Die Opferschützer der Polizei taten ihren Teil dazu, den Opfern auch zu ihren Rechten zu verhelfen. "Denn die meisten Opfer kennen ihre Rechte nicht", erfahren Krämer und Hebborn immer wieder in ihrer Alltagspraxis. "Welches Opfer weiß schon, dass es einen Anspruch auf Leistungen aus dem Opferentschädigungsgesetz hat?!", sagt Hebborn und erläutert: Der Landschaftsverband übernehme zum Beispiel die Kosten für Kuren zur Wiederherstellung des Opfers, die von den Krankenkassen zumeist nicht gezahlt würden. "Auch Psychotherapie oder die Hilfe in Trauma-Ambulanzen fallen darunter", fügt Krämer hinzu. Seit 1996 ist Hebborn bei der Kripo Rhein-Berg und hat die Entwicklung des Opferschutzes als polizeiliche Aufgabe mit ausgeformt. 2006 übernahm Susanne Krämer diese Arbeit als ihren Hauptschwerpunkt.

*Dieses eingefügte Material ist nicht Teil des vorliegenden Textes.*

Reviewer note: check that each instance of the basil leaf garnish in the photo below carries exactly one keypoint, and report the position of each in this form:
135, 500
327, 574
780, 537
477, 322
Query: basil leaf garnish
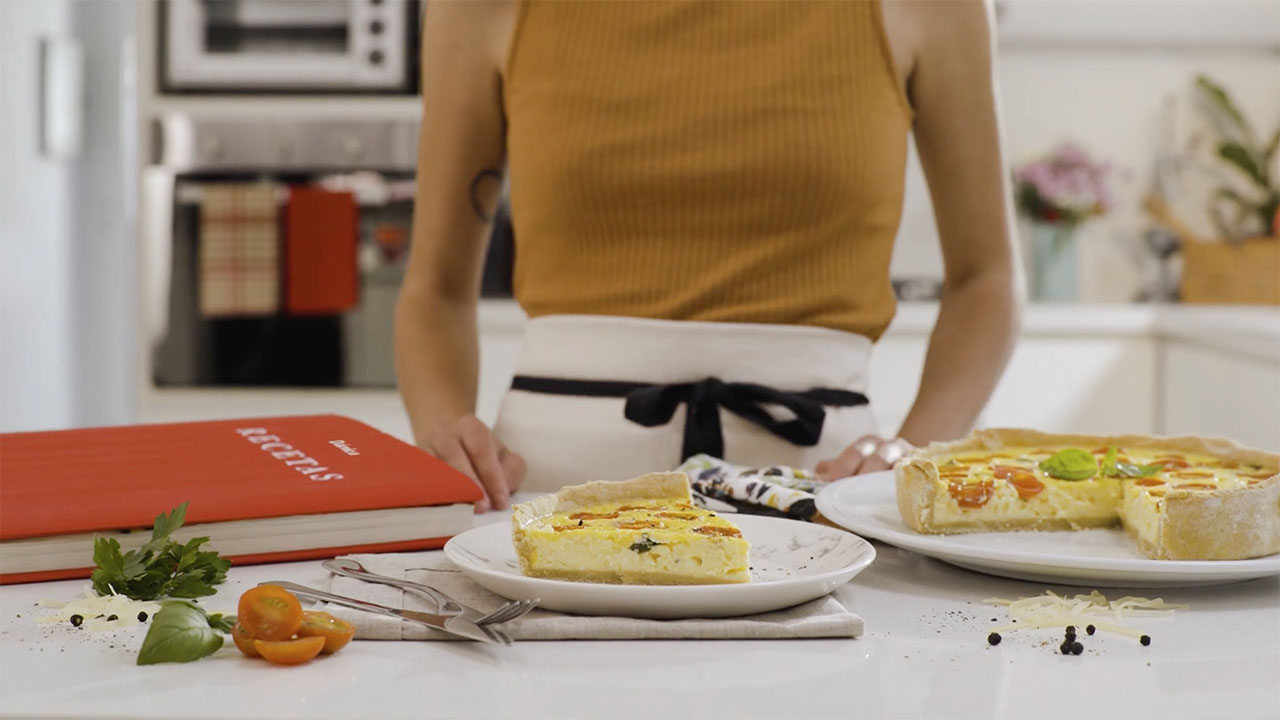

Die heute 42-jährige Polizistin war zuvor zehn Jahre lang im Außendienst tätig. "Ich habe mich schon immer auf Streife bei Verkehrsunfällen auch um die Betroffenen gekümmert", berichtet sie. Seit Susanne Krämer 2006 den Opferschutz maßgeblich übernahm, hat sie viele Fortbildungen besucht zu Themen, wie Opferrechte, "psychische Erkrankungen", "emotionale Kompetenz" oder "Suizidal-Prävention".

Verschoben haben sich mit den Jahren auch die Schwerpunkte im Opferschutz, wie Hebborn und Krämer feststellen. Es gebe immer mehr Fälle von Stalking und Cyber-Mobbing. Hebborn legt dazu eine Statistik des vergangenen Jahres vor: So wurden 2013 im Opferschutz der Kreispolizei insgesamt 188 Opferschutzleistungen in Bergisch Gladbach, 33 in Leichlingen, 30 in Wermelskirchen, 36 in Burscheid sowie insgesamt 139 in den übrigen Gemeinden erbracht. Darunter waren immerhin 18 Prozent Stalking-Opfer. 19 Prozent der Opfer wurden bedroht, sieben Prozent waren Opfer von Sexualdelikten - und in die große Masse von 38 Prozent der "Opfer allgemein" fallen auch die von Cyber-Mobbing Betroffenen.

Die Betroffenen von Verkehrsunfällen werden mittlerweile zusätzlich, aber in enger Abstimmung, mit der Opferschutzabteilung begleitet. "In diesem Bereich gibt es auch den typischen Lokführer-Unfall", sagt Hebborn. Selbst wenn der Lokführer einen Unfall unter keinen Umständen habe verhindern können, oder den Autofahrer, dem das Kind vors Fahrzeug läuft, ebenso faktisch kein schuldhaftes Verhalten vorgeworfen werden könne: "Auch diese Menschen sind Opfer, weil sie sich schuldig fühlen", betont Hebborn.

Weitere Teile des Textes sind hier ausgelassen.